|
EN LA PRIMAVERA DE 1982 mi hija estaba en primer grado y mi hijo tenía un año. Mi vida como madre de dos niños era estresante. En cuanto llegaron las vacaciones, empaqué y fui con mis hijos a casa de mis padres. Había obtenido mi licencia apenas dos años antes, pero me sentía capaz de conducir 100 kilómetros. Las vacaciones que pasamos en el campo pasaron rápidamente. Consciente de los beneficios del aire fresco y el agradable sol primaveral, salía la naturaleza con mis hijos, ayudé a mi madre en el jardín, caminé y visité a mis amigos y parientes.
Pero las dos semanas terminaron. La mañana de mi partida, mis padres y dos de mis hermanos menores ya habían salido a trabajar al campo. Después de meter el equipaje en el auto y a los niños en el asiento trasero, me coloqué frente al volante. Di vuelta a la llave, pero no encendió. Intenté otras dos veces, pero sin suerte. Miré a ver si alguien pasaba por ahí que pudiera ayudarme, pero nadie pasó. Volví a intentar, una y otra vez, sin resultado.
Mi ansiedad aumentó cada vez más y mis niños perdían la calma.
-¿Ahora qué hacemos, madre? -preguntó entonces mi hija.
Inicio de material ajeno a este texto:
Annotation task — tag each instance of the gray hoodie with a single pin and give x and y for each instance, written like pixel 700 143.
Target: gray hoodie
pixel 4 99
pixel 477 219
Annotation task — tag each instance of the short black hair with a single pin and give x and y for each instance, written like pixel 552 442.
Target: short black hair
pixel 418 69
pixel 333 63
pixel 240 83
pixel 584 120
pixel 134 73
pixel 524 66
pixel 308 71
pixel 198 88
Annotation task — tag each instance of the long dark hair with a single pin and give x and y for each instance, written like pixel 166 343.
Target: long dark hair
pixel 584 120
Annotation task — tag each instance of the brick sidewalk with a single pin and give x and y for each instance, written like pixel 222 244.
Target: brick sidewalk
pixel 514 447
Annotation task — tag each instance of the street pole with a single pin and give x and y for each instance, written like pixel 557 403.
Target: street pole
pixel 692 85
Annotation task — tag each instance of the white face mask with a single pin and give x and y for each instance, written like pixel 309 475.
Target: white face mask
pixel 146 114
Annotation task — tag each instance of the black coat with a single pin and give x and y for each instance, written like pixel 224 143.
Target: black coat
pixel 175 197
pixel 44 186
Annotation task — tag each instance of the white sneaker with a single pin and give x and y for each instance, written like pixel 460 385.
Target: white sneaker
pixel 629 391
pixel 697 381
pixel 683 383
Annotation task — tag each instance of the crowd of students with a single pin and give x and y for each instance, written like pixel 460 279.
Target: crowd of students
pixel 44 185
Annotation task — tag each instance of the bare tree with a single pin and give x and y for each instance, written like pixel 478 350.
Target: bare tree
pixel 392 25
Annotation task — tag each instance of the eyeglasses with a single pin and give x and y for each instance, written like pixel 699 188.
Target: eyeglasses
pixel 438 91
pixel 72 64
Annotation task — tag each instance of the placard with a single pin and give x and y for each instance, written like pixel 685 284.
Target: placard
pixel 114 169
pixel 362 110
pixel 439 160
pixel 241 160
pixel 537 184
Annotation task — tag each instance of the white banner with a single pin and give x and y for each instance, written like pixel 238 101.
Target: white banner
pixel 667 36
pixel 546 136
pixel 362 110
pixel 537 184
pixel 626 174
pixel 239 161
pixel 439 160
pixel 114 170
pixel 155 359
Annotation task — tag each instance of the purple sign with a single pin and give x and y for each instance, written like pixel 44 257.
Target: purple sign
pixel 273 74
-No sé –respondí al levantar el capó. No sé por qué lo levanté, pues no tengo conocimientos mecánicos; pero al mirar el motor, noté que un cable colgaba suelto cerca de la batería. Vi que al final tenía una especie de pinza. Luego noté otro cable con pinza conectado a una terminal, así que pensé que el cable suelto tenía que conectarse a esa terminal. Cuando la conecté y volvía girar la llave del encendido, el auto arrancó. ¡Qué alivio! Pero no pude decir algo antes de escuchar a mi hija.
-Sabía que iba a arrancar, porque oré.
Aprendí una lección importante de una niña de siete años: llevar todo ante Dios, porque con él cualquier cosa es posible. Si sientes que los problemas te abruman, arrodíllate, ora y colócalos en manos de quien puede resolverlos.